And now for this week’s recommended reads:
Freedom House presents a powerful video clip in which Bahraini human rights activist Maryam Al-Khawaja speaks about the fight for freedom.
Human Rights Watch releases its 2013 World Report on conditions in more than 90 countries and territories.
Writing in The National Interest, Leon Hadar explains why aspiring to "universal democracy" doesn’t make sense as a strategy.
Pictured above, Cuban dissident blogger, Yoani Sanchez, leaves Cuba for the first time in almost a decade. The Miami Herald reports that she was heckled by pro-Castro supporters during her first stop in Brazil.
Agence France-Presse reports that Zimbabwe has been arresting activists who are meeting to discuss the draft constitution presented by the government.
Kristine Eck argues in Al Jazeera that Burma’s democratic transition is doomed to failure unless the constitution is re-written.

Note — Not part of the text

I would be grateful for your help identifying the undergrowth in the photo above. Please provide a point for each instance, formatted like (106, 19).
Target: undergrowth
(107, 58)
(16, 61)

The Committee to Protect Journalists questions the legitimacy of media reforms in Burma amid a new wave of cyber-attacks on news organizations.
International Crisis Group assesses Tunisia’s Salafi challenge and the rising wave of violence. The Atlantic Council explains why the tragic murder of opposition leader Chokri Belaid’s death may lead to greater popular participation in the constitution-drafting process.